I love laundry day. The smell of bleached bed linens, the plethora of clean clothes hanging available in my closet. I love clean.
The only disappointment about laundry day is when you’re done putting all the clothes away and making the bed with the fresh sheets, and all is clean and organized, there’s still something amess. The clothes I’m wearing. Thus, the greatest joy of laundry day is also its greatest disappointment – not all my clothes are clean.
As I sat at the laundromat, trying to distract myself with a Kakuro puzzle, I gave attention to my melancholy mood. And I don’t like melancholy. Yes, I’m a writer, and we writers tend to be glum and low-spirited. But I’m not an old man yet, I don’t have a burning desire to set out on the sea, and I don’t LIKE to be melancholy.

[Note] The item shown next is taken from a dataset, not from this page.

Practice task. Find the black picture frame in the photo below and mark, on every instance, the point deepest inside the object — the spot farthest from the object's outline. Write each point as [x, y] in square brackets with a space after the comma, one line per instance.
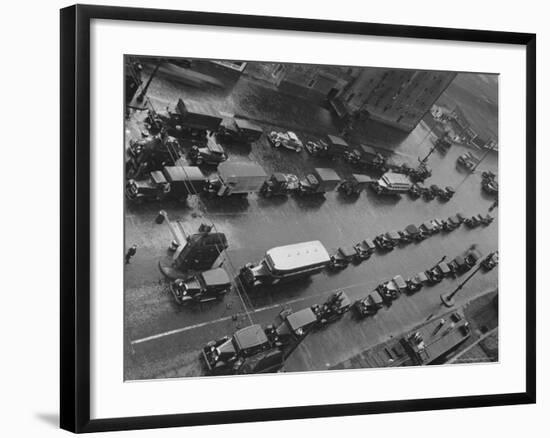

Rather, I’m a fixer. And I believe I have fixed this problem.
The All Naked Laundromat. YES!
Imagine being able to wash ALL of your clothes, to be able to return home and put all your stuff away, and have nary a stitch of dirty clothing. Yes, I believe this idea has legs. Hairy, fleshy, liver-spotted, knobby-kneed legs.
See, most people who go to the laundromat (at least the one I go to), are pretty ugly. So anything they could do to “upgrade” their appearance, including getting naked, would be welcome. And let’s face it, even bad naked is still naked, right?
As great an idea as this is, there are, however, a number of obstacles which must be overcome…
1) Where does a naked man or woman keep all his or her quarters?
2) How does one get from my All Naked Laundromat to his or her car, and then into his or her house without dirtying clothes?
3) Is navel lint flammable? (Those clothes dryers can get right hot.)
4) Does talk of naked allow a writer to use words like “plethora?”
I’m sure there will be more issues to resolve as I press forward with my business plan. But soon you’ll see – a whole chain of All Naked Laundromats across the U.S., Canada and even Mexico. I’ll be rich, rich, RICH! I’ll be wearing the finest clothes. Or NOT wearing the finest clothes.
P.S. When it comes to naked, one should never digress.
August 11, 2008 at 12:08 am |
lol…you crack me up. i suppose that in some nudist colonies…they must have laundromats right? umm…how about wearing disposable clothing?
just think…even when we are dead…we will most likely leave laundry and bills to pay. it never ends.